There are few periods of my life I remember as vividly as my first serious relationship.
I was 17 and to my mind, completely in love. I remember every intricate detail of his bedroom. I remember the season. I remember how he smelt and the movies we watched. I remember sharing things with each other that we had never told anyone before.
He looked like Hayden Christensen (the hot one from Star Wars) and I was the luckiest girl in the whole world.
But, if I’m honest, the thing I remember most is how I felt when it ended.
I was consumed. Suddenly all the lame love songs and romance novels I’d been forced to read at school made sense. I was feeling things that I had absolutely no idea how to explain to anyone else. I felt embarrassed, stupid, worthless and most of all, profoundly rejected. Like any feeling we experience for the first time, I was convinced it would never go away.

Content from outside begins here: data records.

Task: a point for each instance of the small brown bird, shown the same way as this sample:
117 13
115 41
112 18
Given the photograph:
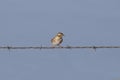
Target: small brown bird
57 40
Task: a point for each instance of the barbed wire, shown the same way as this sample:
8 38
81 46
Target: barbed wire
62 47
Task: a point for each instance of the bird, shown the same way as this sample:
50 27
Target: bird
57 40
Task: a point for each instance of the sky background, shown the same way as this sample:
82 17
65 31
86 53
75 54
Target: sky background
84 23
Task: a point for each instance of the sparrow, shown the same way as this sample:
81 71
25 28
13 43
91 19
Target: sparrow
57 40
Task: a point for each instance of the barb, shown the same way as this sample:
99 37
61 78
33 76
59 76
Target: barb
64 47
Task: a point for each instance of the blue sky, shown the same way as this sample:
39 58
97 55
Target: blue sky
84 22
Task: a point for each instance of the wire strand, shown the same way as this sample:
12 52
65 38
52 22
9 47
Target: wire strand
63 47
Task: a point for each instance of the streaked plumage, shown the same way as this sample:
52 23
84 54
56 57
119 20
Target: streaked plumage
57 40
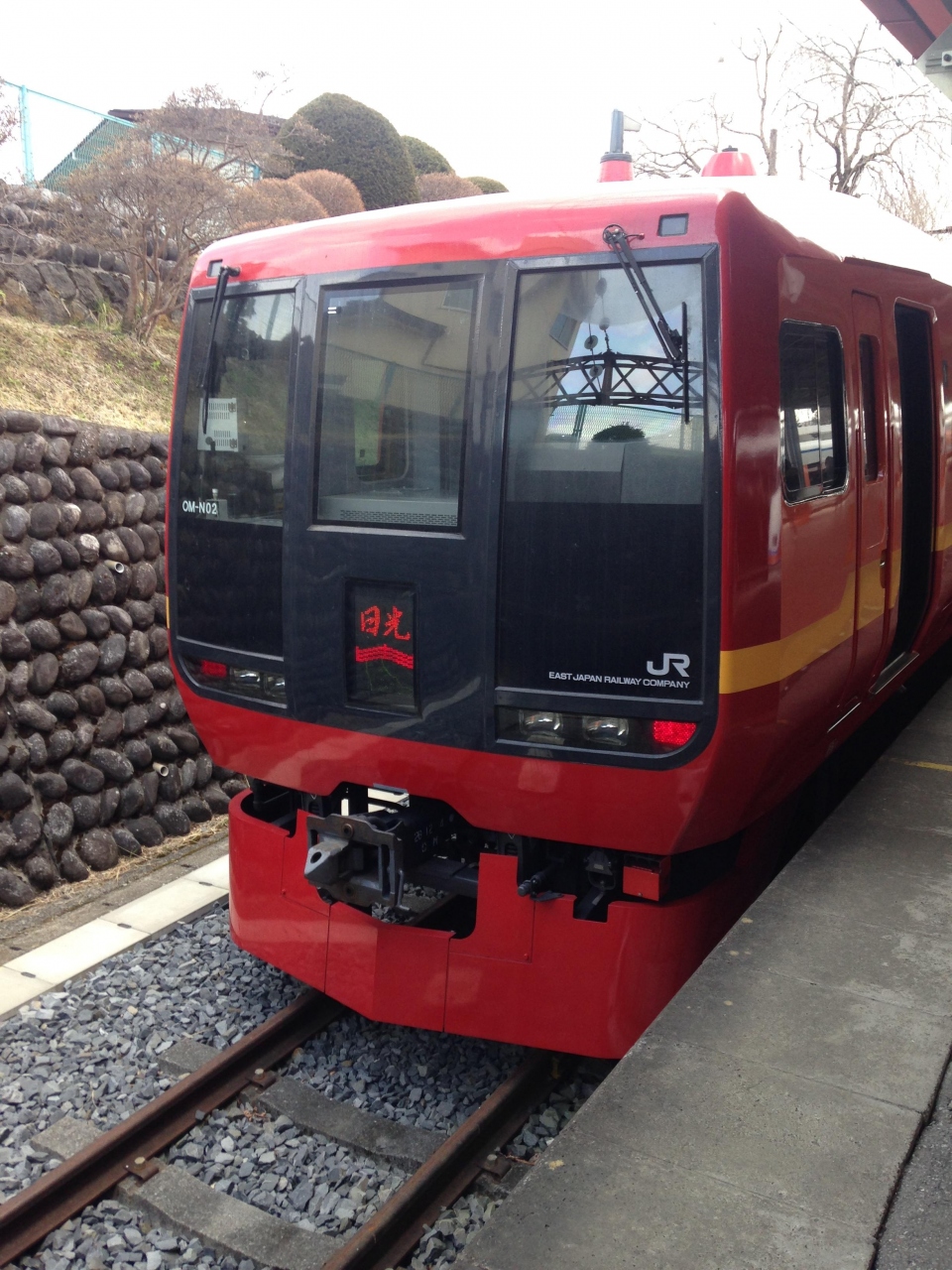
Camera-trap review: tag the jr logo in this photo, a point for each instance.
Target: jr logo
(678, 662)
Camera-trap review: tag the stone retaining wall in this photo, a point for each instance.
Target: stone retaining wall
(45, 275)
(96, 753)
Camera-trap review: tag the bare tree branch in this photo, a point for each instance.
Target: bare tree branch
(680, 148)
(154, 208)
(762, 56)
(861, 107)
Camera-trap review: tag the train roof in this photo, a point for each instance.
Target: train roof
(805, 221)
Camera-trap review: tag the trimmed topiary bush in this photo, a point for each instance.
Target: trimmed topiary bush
(436, 186)
(338, 194)
(349, 137)
(425, 158)
(488, 186)
(272, 202)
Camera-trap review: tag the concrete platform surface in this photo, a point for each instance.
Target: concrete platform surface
(81, 947)
(766, 1118)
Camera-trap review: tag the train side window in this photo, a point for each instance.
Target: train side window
(869, 407)
(812, 418)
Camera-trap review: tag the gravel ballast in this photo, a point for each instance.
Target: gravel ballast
(91, 1051)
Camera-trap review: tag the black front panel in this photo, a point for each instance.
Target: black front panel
(601, 608)
(229, 585)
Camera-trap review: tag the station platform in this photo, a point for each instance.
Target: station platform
(765, 1119)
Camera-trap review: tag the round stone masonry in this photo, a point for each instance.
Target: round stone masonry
(96, 756)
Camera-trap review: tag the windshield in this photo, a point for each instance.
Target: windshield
(393, 407)
(232, 462)
(598, 409)
(602, 553)
(230, 504)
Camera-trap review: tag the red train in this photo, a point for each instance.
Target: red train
(529, 552)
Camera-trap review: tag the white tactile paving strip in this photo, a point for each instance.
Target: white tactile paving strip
(79, 951)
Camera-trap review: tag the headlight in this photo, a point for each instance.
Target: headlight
(543, 724)
(241, 680)
(604, 729)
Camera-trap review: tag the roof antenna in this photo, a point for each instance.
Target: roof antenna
(616, 162)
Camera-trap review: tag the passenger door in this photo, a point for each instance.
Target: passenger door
(878, 572)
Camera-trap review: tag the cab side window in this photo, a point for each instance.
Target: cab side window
(812, 417)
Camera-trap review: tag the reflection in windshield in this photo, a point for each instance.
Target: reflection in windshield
(232, 463)
(598, 408)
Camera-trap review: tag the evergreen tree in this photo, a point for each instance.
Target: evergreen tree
(341, 135)
(425, 159)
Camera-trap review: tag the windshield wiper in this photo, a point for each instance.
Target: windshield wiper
(204, 384)
(671, 340)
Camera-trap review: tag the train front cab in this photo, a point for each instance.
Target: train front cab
(480, 570)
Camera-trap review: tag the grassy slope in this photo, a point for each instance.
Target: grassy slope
(85, 372)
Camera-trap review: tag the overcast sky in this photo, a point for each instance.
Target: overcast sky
(512, 89)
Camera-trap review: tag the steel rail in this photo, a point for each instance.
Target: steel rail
(386, 1238)
(64, 1191)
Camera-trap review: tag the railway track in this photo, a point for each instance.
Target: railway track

If you remember your teenage relationships with unparalleled intensity, you’re not alone.
A few years ago I was interviewing a man in his mid 60s for a research paper. We began talking about his first girlfriend, who he had started seeing when he was about 15. He was absolutely infatuated - until one day, out of the blue, she stopped speaking to him.
As he recounted that time in his life, close to 50 years later, his voice became shaky. He said it was probably the saddest he'd ever felt, and in hindsight, what came after might have been a bout of depression. He took a deep breath and remarked "Ah, still makes me uncomfortable to think about!"